I think size still matters when it comes to organising in real world meetings but I do think the new technology changes the way a coherent organization should operate.  It now makes sense to see our work in network forms of organisation as also being a way of accumulating engagement over time with a very large number of people most of whom will never join a coherent revolutionary organisation in normal circumstances.  To use the WSM as an example the 7,200 people currently following us via Facebook would have been impossible to find never mind retain contact with 20 years ago, As of now every one of them has the potential to see a link to each new article published on our site and to not only thus read it but also recommend it to their friends.  Doing this via the postal system would have cost in the region of 3,000 euro and dozens of hours stuffing envelopes.

In the past these realities necessitated that volunteer based revolutionary organisations had what has been called an ‘engagement cliff’ between a very dedicated hardworking membership and the broad mass of the population.  Leninist parties tried to get around this through ploughing a lot of resources into having their leadership as paid full timers. This gave them greater resources to maintain contact with a larger periphery but in doing so created very ossified organisations that magnified the problems inherent in centralized top down parties as that core group monopolized communications within the organisation and between the organisation and its periphery.

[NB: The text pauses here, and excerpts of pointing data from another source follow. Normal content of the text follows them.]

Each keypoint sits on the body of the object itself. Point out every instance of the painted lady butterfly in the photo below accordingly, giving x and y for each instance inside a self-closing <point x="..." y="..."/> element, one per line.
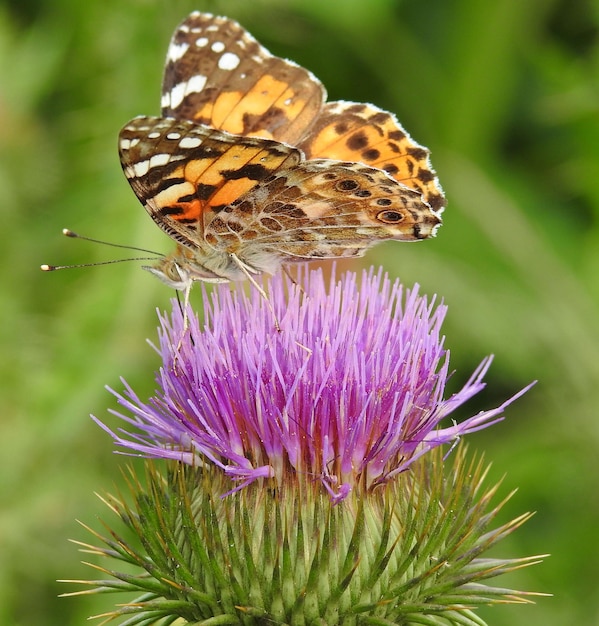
<point x="249" y="168"/>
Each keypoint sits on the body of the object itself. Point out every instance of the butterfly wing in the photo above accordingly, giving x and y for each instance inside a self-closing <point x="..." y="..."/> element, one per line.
<point x="217" y="74"/>
<point x="351" y="131"/>
<point x="185" y="174"/>
<point x="322" y="209"/>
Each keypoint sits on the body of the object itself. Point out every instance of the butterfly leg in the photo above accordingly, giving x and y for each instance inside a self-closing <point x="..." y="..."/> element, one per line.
<point x="247" y="271"/>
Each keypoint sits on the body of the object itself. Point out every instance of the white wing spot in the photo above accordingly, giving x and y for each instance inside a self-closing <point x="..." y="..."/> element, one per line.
<point x="228" y="61"/>
<point x="159" y="159"/>
<point x="141" y="168"/>
<point x="176" y="51"/>
<point x="190" y="142"/>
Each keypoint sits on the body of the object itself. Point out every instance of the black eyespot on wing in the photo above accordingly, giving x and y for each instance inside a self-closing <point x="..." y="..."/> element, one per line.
<point x="390" y="217"/>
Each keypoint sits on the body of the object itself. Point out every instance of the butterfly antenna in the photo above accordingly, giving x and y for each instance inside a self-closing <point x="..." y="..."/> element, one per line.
<point x="69" y="233"/>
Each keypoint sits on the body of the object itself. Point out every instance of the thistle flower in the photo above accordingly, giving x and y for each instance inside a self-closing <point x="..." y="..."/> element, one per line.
<point x="306" y="482"/>
<point x="349" y="392"/>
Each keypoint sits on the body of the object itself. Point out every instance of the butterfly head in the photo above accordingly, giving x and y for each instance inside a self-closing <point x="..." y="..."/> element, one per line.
<point x="179" y="272"/>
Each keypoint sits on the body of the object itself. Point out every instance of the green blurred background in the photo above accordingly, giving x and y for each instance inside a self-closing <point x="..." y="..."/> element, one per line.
<point x="506" y="95"/>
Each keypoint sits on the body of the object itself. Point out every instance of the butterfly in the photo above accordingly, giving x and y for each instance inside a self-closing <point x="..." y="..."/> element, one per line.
<point x="249" y="168"/>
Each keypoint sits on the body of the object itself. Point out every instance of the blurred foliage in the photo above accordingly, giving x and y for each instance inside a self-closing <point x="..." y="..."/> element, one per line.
<point x="506" y="95"/>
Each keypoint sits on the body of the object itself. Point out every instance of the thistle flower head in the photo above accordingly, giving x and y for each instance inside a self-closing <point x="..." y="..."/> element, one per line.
<point x="348" y="394"/>
<point x="328" y="413"/>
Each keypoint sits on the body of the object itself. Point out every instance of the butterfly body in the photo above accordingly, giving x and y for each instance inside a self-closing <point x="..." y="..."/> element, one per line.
<point x="248" y="169"/>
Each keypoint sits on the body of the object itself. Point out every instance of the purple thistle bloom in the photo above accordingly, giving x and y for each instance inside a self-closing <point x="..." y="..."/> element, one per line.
<point x="349" y="392"/>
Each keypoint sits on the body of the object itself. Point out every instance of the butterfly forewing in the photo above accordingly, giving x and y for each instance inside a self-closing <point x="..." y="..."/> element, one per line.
<point x="217" y="74"/>
<point x="186" y="173"/>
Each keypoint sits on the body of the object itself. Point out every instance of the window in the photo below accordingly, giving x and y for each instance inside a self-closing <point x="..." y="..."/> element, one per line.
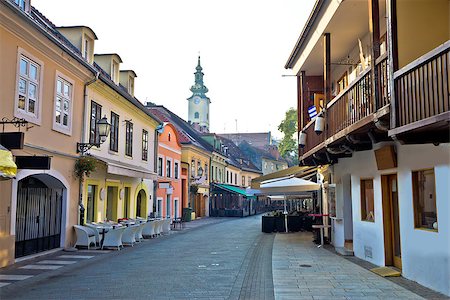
<point x="96" y="112"/>
<point x="63" y="105"/>
<point x="129" y="139"/>
<point x="114" y="68"/>
<point x="144" y="144"/>
<point x="175" y="170"/>
<point x="367" y="199"/>
<point x="91" y="201"/>
<point x="28" y="86"/>
<point x="86" y="49"/>
<point x="168" y="168"/>
<point x="160" y="159"/>
<point x="126" y="202"/>
<point x="192" y="168"/>
<point x="424" y="199"/>
<point x="114" y="134"/>
<point x="21" y="4"/>
<point x="168" y="206"/>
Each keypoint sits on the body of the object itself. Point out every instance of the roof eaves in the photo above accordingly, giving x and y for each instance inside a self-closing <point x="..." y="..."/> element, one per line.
<point x="312" y="17"/>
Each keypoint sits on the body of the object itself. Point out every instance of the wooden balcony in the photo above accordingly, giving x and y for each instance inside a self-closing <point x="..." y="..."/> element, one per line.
<point x="422" y="105"/>
<point x="312" y="139"/>
<point x="350" y="116"/>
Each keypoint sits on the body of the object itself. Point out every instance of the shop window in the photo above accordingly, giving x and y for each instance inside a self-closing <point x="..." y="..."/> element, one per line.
<point x="367" y="200"/>
<point x="424" y="199"/>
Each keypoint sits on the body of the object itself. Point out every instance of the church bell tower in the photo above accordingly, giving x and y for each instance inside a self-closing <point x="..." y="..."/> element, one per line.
<point x="199" y="103"/>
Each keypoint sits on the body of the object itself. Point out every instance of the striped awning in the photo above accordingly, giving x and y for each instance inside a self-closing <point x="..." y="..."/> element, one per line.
<point x="8" y="167"/>
<point x="296" y="171"/>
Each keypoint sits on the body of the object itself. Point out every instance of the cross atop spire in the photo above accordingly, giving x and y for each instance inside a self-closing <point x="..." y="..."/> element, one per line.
<point x="199" y="88"/>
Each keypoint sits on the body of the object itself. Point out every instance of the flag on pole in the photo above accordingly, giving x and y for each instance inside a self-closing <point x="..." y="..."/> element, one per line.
<point x="312" y="112"/>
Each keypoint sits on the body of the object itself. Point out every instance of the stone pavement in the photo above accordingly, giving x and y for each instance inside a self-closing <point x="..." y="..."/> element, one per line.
<point x="202" y="262"/>
<point x="210" y="258"/>
<point x="303" y="271"/>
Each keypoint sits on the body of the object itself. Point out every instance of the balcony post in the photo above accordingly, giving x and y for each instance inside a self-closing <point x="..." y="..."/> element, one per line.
<point x="326" y="75"/>
<point x="374" y="29"/>
<point x="392" y="57"/>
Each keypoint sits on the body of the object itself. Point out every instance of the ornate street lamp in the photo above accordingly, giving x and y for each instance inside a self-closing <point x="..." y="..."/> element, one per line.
<point x="103" y="128"/>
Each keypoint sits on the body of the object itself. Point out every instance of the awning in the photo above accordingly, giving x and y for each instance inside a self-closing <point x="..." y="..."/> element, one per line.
<point x="8" y="168"/>
<point x="288" y="186"/>
<point x="124" y="169"/>
<point x="292" y="171"/>
<point x="234" y="189"/>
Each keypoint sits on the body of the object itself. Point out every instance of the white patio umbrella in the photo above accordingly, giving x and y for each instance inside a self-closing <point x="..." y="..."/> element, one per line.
<point x="278" y="188"/>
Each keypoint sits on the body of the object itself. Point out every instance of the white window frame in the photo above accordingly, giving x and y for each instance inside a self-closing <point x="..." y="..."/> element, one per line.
<point x="159" y="207"/>
<point x="114" y="71"/>
<point x="178" y="171"/>
<point x="86" y="48"/>
<point x="162" y="165"/>
<point x="56" y="126"/>
<point x="35" y="118"/>
<point x="175" y="210"/>
<point x="169" y="160"/>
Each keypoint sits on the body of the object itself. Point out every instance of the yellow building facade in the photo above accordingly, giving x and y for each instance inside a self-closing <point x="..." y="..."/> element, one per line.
<point x="42" y="83"/>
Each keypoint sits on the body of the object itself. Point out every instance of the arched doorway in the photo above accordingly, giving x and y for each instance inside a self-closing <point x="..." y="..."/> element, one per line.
<point x="141" y="204"/>
<point x="38" y="214"/>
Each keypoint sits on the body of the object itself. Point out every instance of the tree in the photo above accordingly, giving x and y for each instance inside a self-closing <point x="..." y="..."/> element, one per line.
<point x="288" y="146"/>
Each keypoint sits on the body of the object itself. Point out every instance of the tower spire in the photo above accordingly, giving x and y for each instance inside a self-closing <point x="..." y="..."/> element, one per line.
<point x="199" y="88"/>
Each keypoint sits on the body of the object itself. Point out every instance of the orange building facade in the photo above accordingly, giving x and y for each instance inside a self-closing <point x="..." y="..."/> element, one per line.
<point x="169" y="200"/>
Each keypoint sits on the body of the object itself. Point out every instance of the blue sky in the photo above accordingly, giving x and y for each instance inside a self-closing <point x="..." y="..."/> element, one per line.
<point x="244" y="45"/>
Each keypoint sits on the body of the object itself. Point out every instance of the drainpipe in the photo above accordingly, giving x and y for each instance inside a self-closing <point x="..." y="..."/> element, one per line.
<point x="83" y="133"/>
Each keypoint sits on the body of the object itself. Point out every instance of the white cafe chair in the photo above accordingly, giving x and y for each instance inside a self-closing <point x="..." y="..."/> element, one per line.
<point x="138" y="235"/>
<point x="149" y="229"/>
<point x="113" y="238"/>
<point x="129" y="235"/>
<point x="166" y="225"/>
<point x="85" y="237"/>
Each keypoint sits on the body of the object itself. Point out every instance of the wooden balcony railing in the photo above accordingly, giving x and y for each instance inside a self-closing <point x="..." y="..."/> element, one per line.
<point x="383" y="81"/>
<point x="351" y="105"/>
<point x="422" y="87"/>
<point x="312" y="139"/>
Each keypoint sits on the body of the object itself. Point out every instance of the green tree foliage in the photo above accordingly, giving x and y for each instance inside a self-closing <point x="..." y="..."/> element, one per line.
<point x="288" y="146"/>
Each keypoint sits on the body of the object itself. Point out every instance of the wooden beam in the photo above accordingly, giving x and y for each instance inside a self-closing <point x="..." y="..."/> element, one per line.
<point x="374" y="29"/>
<point x="327" y="68"/>
<point x="393" y="56"/>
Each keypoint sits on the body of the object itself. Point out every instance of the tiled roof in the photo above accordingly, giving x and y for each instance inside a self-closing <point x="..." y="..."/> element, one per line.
<point x="237" y="157"/>
<point x="187" y="134"/>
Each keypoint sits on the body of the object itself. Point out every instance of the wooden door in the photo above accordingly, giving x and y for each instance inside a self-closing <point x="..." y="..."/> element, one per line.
<point x="391" y="220"/>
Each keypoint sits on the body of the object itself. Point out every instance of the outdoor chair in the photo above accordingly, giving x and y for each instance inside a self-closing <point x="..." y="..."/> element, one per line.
<point x="113" y="238"/>
<point x="85" y="237"/>
<point x="129" y="235"/>
<point x="158" y="227"/>
<point x="138" y="235"/>
<point x="166" y="225"/>
<point x="149" y="229"/>
<point x="95" y="231"/>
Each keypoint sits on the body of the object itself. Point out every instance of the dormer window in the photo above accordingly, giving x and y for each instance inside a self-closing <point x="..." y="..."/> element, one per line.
<point x="114" y="70"/>
<point x="22" y="4"/>
<point x="131" y="85"/>
<point x="86" y="49"/>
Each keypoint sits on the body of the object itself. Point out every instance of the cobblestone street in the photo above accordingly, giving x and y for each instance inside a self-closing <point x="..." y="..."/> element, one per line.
<point x="209" y="259"/>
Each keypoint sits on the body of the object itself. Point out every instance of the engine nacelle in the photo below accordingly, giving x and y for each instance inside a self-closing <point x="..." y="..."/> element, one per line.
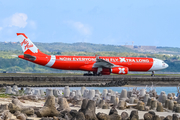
<point x="120" y="70"/>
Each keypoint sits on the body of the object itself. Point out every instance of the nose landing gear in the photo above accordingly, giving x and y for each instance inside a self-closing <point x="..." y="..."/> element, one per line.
<point x="152" y="74"/>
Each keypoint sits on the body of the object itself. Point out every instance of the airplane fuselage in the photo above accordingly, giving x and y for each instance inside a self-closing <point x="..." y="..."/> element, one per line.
<point x="86" y="62"/>
<point x="99" y="65"/>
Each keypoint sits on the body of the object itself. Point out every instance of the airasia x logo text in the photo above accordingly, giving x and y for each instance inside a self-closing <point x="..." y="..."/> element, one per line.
<point x="121" y="70"/>
<point x="26" y="43"/>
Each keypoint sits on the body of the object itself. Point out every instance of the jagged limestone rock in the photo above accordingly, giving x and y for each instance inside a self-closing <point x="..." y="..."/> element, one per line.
<point x="66" y="91"/>
<point x="123" y="95"/>
<point x="48" y="109"/>
<point x="90" y="111"/>
<point x="63" y="105"/>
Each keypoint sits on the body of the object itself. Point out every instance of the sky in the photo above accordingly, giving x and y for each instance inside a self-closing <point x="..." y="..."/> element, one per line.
<point x="117" y="22"/>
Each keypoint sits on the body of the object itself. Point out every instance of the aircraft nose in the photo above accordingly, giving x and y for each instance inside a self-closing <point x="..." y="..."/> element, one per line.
<point x="166" y="65"/>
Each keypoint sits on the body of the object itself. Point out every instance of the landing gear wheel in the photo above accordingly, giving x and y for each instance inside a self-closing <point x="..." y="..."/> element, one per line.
<point x="88" y="74"/>
<point x="99" y="74"/>
<point x="152" y="74"/>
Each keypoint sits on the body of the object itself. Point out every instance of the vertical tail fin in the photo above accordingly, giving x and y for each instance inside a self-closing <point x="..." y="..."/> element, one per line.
<point x="26" y="43"/>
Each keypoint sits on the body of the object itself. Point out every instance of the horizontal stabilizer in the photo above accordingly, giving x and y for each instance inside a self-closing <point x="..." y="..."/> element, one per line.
<point x="30" y="57"/>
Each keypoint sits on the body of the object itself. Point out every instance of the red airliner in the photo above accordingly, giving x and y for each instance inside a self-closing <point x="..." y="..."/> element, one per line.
<point x="95" y="65"/>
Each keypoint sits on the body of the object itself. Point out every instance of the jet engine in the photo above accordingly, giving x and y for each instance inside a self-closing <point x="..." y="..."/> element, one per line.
<point x="120" y="70"/>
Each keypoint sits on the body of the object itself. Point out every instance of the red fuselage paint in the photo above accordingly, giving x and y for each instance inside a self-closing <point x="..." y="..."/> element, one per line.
<point x="86" y="62"/>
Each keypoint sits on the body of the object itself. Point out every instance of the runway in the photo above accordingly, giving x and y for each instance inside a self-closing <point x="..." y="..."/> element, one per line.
<point x="34" y="80"/>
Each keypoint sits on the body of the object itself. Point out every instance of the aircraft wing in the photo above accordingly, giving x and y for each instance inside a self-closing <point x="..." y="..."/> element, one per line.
<point x="101" y="63"/>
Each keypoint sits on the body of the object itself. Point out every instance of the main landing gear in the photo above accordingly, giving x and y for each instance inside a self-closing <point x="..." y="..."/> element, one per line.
<point x="152" y="74"/>
<point x="92" y="74"/>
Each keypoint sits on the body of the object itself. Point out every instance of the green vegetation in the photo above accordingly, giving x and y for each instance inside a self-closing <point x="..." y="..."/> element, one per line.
<point x="4" y="96"/>
<point x="11" y="63"/>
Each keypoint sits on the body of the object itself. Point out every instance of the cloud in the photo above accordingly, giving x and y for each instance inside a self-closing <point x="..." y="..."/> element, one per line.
<point x="82" y="28"/>
<point x="18" y="20"/>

In any case the revolutionary anarchist organisation can never be more than a guiding light.  Unlike Leninists we do not aim to be the physical leadership of the revolution, we do not seek to put our organisation in power.  The anarchist concept of instead being a ‘leadership of ideas’ ties rather well into a movement composed of people with “weak ties, multiple loyalties and greater autonomy” because it addresses the weak spots of such a movement without being in opposition to its fundamental characteristic of both individual and collective autonomy. In such a system the coherent anarchist organisation aims to be a scaffold along which many of the major nodes of a network can rapidly grow and link up as they are needed, a scaffold that gets reconfigured and hopefully increases its effectiveness with each new round of struggle.